On Tuesday evening this weekI was to be my first go as an official group leader after my recent qualification as a Leader in Running Fitness. As I am getting back to fitness I didn't want to be seen to flake out after a mile so asked to go with Group 2, usually comprising people new to running and making their first step up into a distance past 5km or people returning from injury. This is a nice group to lead as all they need to do is get some confidence that in fact they can do it and to realise speed and distance comes to those who are patient. My brief was to run 4.5 miles at 10:30 - 11:00 min/miles, nothing more, nothing less, so I had planned the route but had no Garmin GPS to use to pace so I chose to blag it and go with the flow!
It was much surprise when I was introduced as " Welcome Jezza on his inaugural run as Group 2 Leader" a large cheer went up and a round of applause rippled through the crowd that I introduced the run, speed and distance. Then the next surprise (and much relief) when a small group of about 12 runners gathered around me with expectant faces.

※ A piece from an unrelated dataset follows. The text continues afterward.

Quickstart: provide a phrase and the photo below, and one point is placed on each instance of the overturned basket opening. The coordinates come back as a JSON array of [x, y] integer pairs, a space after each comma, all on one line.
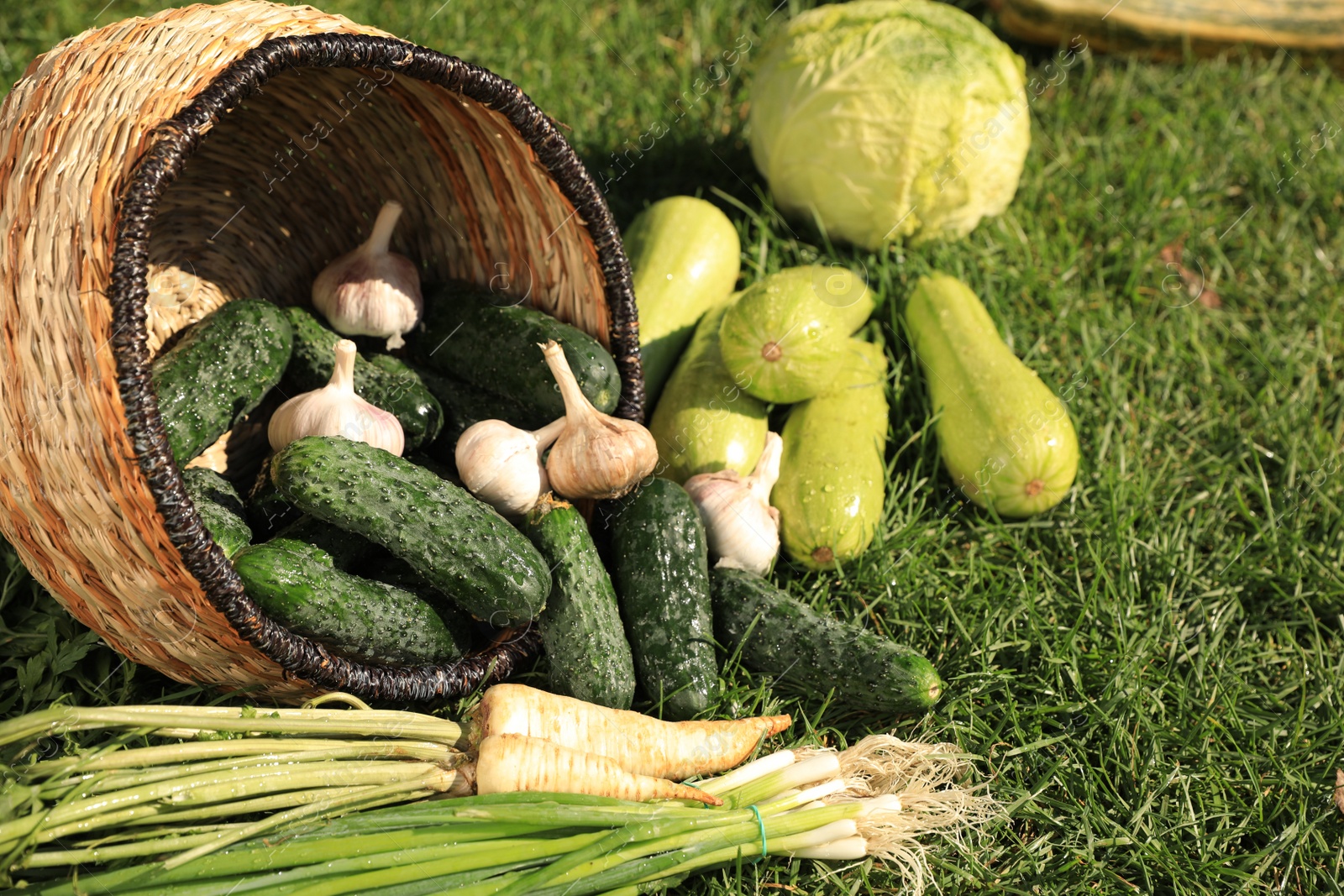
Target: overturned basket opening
[[280, 165]]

The run went well with a few stops for all to group together (at their request) and it was interesting that some of them were not sure where they were which is probably a good thing as I had planned a little treat of a local hill I call "Cardiac Hill 2" as it quite steep and has to be taken at the runner's own pace. When I told them what I had planned some of them them looked absolutely miserable so I told them "At your pace I want you to get to the top of the hill, you can run it, walk it or crawl it but I don't want you to stop" and off we plodded ( I was shamefully at the back as my hills are not great at the moment but I am good of the flat) as I reached the top I was met with a sea of smiling faces.
Then it was the last mile or so back to the club house with the pack happily chatting behind me such that with 800 metres to go I set them off on a chase back with "orders" to meet in the car park for a shake and stretch.
In the car park the pack now full of endorphins were set in a circle and I asked them to relax and blow out and stretch to the heavens to see if they could touch the Monkey Gods and then bend down and to all pray to them. There was a ripple of bemused laughter from a few of them as only a few knew about my Monkey Feet and the reference.
Like many races a competitor will tun up to the event, collect a number, get dressed in their kit and wait to start the race mostly unaware of the frantic activity that has been going on before the crack of dawn that day. I turned up at a small village hall in Cuxton, Kent where there were a team of people scurrying around fixing tents, computers being connected and flags being raised. I walked in quietly and got dressed in my kit comprising my dear old Monkey Feet, a pair of Union Flag shorts and a light weight running jacket whilst the weather promised to be dry all day I put a pair of gloves and a Buff into my backpack along with a first aid kit and a litre of water. The job of a course checker/marker and indeed Sweeper are self efficient as you are working before check points are prepared or, as a sweeper, when they are closing down so it is best to carry your own. So with a pre-run briefing from the Race and Course Directors I stepped on the start line just as the sun rose up in the east, a glorious start of a run over the Downs. Without a blow by blow account of what happened on the course (not very much by the way) it has certainly taught me a lesson not to:
Over estimate my fitness
Under estimate the Downs again
Yes it was tough, the hills sharp, the mud gloopy in places and the trail hardened such that my Monkey Feet were not protecting my sole as best they can.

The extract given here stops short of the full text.